La finance climat: la clé du développement des pays du Sud

La finance climat: la clé du développement des pays du Sud En cette fin d’année 2017 et à l’aube de l’année 2018, nous tenons à remercier tous nos lecteurs qui nous suivent depuis deux ans. C’est une aventure semée d’embûches, mais nous ne nous décourageons pas. Merci de votre soutien indéfectible. Era Environnement vous propose une série d’articles inédits à lire sans modération pendant tout le  mois de janvier . Des articles instructifs sur des pays d’Afrique tels que le Liberia, le Niger, le Nigeria, l’Afrique du Sud, les Comores et d’autres pays. Mais Era Environnement revient également sur la  COP 23, sur le One Planet Summit sur notamment la finance climat. Même s’il n’existe à ce jour aucune définition de cette notion pourtant essentielle au développement des pays du Sud. Faits importants : un équilibre semble se dessiner entre les deux hémisphères nord et sud.  Plus la finance climat intègre les notions d’investissement durable, plus il est nécessaire pour les pays développés de favoriser l’accès à ces mécanismes aux pays du Sud.

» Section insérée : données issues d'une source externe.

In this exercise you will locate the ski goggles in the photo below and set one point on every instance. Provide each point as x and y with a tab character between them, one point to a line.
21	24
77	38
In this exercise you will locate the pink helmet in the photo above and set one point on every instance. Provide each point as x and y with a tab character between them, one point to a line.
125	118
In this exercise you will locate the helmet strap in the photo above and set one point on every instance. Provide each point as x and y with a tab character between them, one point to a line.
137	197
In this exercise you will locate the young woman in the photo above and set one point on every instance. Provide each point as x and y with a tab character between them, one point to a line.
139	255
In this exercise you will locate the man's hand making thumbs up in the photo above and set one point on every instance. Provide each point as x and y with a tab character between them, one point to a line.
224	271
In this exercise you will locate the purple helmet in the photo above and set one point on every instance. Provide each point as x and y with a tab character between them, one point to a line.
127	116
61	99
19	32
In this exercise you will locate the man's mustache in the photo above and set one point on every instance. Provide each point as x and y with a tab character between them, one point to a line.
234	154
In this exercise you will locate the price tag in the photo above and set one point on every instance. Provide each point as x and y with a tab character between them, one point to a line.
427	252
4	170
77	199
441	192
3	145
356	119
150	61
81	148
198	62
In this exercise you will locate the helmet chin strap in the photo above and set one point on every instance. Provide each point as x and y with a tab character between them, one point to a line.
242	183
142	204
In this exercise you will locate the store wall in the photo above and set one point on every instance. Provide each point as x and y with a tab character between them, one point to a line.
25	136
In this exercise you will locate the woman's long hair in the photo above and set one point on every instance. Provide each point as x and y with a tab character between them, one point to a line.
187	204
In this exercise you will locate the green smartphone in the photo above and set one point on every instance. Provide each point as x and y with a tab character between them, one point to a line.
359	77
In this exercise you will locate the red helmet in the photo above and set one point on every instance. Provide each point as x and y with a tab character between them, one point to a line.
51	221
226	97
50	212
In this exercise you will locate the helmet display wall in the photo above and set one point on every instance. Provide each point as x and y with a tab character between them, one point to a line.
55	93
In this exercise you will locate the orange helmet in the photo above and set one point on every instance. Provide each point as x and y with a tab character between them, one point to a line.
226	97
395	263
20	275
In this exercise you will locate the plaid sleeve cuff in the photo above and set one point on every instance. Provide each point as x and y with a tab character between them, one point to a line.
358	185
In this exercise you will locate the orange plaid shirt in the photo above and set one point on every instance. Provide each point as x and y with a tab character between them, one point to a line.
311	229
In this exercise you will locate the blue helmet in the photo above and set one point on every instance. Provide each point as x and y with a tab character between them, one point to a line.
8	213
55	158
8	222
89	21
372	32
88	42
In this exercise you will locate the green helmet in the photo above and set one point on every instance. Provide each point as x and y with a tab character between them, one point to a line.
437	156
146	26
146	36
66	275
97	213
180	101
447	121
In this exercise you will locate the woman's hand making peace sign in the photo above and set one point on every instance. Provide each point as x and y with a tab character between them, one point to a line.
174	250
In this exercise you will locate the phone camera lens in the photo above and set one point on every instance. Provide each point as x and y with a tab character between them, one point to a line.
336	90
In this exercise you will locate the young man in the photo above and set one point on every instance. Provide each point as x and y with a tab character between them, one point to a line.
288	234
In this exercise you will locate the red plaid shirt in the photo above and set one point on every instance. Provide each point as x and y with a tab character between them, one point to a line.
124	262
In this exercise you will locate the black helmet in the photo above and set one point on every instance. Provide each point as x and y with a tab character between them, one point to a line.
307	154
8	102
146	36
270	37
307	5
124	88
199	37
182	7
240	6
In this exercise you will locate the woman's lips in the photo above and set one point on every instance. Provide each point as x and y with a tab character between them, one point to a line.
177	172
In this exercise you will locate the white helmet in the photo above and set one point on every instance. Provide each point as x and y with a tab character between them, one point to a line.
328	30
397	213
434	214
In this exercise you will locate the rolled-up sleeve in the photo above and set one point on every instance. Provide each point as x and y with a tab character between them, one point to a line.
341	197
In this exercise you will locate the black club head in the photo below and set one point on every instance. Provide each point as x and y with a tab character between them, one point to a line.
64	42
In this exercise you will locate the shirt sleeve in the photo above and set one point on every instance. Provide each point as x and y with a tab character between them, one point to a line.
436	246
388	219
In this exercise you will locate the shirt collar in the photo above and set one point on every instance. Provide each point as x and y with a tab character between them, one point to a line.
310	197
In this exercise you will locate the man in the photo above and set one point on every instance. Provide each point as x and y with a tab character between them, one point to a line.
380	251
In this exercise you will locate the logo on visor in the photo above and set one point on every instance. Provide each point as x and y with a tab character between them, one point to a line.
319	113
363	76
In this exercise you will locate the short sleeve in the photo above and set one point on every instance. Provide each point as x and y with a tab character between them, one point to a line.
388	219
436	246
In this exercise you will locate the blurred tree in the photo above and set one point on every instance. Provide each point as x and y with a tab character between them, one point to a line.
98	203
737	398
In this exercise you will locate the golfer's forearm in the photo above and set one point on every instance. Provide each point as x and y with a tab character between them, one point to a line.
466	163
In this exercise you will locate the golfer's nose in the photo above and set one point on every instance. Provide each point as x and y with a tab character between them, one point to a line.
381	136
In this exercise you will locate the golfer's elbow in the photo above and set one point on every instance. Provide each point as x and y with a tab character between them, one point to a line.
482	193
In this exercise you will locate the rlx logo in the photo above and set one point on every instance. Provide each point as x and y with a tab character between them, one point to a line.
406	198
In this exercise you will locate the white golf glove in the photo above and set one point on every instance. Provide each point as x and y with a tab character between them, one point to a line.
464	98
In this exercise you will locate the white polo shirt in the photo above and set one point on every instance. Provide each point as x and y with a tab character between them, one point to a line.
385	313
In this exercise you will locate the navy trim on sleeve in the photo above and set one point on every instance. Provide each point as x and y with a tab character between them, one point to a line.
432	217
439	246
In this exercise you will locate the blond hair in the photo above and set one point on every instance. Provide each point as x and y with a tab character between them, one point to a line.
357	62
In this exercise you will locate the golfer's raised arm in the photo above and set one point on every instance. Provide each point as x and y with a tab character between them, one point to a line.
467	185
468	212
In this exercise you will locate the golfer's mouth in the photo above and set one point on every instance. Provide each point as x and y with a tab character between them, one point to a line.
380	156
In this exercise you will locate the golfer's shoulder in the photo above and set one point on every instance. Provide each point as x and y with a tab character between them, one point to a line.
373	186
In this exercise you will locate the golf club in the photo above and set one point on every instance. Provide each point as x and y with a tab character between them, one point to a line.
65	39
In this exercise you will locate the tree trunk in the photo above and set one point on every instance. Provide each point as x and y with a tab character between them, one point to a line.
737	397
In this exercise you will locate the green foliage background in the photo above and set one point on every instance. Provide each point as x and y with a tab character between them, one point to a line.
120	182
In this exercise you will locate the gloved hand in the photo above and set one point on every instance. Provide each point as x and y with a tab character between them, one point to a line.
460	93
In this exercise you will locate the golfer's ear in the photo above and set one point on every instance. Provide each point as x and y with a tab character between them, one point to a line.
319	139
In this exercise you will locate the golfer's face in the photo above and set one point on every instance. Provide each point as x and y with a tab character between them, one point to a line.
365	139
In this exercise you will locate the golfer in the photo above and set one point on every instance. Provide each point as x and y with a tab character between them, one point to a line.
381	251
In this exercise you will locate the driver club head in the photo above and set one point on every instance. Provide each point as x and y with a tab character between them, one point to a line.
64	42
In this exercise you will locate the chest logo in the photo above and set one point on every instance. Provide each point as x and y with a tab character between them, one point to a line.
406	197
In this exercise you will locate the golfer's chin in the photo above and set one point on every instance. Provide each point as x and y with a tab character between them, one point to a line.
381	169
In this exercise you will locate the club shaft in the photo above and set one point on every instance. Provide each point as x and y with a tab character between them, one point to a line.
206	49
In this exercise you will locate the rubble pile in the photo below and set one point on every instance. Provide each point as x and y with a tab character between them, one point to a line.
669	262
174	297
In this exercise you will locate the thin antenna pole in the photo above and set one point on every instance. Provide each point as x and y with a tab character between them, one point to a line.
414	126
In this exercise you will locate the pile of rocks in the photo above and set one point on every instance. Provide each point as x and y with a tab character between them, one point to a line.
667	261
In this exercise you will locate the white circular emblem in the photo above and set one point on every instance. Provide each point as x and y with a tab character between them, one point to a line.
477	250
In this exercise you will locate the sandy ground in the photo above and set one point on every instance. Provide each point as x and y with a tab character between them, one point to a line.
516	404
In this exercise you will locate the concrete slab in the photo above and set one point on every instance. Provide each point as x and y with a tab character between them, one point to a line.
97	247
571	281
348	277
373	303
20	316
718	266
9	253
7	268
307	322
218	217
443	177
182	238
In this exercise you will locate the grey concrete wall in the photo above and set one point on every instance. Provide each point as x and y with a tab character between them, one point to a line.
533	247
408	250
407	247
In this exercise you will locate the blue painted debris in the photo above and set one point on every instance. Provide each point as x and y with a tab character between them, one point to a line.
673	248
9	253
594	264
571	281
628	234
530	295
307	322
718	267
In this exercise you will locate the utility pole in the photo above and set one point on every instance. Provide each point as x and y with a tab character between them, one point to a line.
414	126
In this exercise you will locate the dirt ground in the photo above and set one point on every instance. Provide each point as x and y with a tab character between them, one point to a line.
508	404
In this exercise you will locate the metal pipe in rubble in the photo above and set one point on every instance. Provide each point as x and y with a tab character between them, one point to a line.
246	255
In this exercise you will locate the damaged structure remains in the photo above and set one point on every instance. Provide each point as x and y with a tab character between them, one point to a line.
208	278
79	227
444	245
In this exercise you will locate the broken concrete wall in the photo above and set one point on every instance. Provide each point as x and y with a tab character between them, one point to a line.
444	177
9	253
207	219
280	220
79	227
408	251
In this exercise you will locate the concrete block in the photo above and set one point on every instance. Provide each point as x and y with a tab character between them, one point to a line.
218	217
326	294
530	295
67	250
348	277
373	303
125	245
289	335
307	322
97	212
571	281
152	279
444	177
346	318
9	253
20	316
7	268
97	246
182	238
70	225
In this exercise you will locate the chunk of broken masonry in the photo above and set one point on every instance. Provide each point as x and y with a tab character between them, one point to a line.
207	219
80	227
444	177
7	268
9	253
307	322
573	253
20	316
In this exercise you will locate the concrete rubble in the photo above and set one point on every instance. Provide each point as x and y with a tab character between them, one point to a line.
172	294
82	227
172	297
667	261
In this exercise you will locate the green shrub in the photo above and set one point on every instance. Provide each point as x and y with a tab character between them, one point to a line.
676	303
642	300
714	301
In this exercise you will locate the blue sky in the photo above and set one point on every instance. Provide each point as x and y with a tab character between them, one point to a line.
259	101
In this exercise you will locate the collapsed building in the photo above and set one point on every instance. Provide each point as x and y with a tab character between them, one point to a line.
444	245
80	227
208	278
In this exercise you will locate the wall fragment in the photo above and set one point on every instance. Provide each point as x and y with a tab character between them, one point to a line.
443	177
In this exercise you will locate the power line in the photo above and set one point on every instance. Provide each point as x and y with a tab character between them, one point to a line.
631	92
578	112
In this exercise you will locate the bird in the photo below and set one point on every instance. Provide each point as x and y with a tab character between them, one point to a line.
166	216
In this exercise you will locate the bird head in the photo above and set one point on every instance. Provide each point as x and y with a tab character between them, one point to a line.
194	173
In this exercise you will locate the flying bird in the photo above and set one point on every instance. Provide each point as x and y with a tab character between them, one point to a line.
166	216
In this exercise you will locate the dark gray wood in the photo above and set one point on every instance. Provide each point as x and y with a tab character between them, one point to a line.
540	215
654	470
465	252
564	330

L’action climatique en est la clé. Principal pilier : les énergies renouvelables et les mécanismes liés à la réduction de gaz à effet de serre. Exemple probant : le prix du carbone. L’Ethiopie et le Nigeria, deux pays d’Afrique utilisent ce mécanisme comme stratégie de développement autour de la promotion des énergies renouvelables. L’année 2018 sera donc une année propice pour le continent africain, une année ou les 54 états devront accentuer la mise en œuvre de leur programme de développement sobre en carbone, une année où les investisseurs devront rendre visible la monnaie attendue et une année où les questions d’adaptation aux changements climatiques pourraient intégrer, pour la première fois,  les notions de rentabilité et d’investissement durable. Encore une fois, Era Environnement suivra pour vous toutes ces actions. Meilleurs vœux 2018. Houmi Ahamed-Mikidache Fondatrice et rédactrice en chef du site eraenvironnement.com...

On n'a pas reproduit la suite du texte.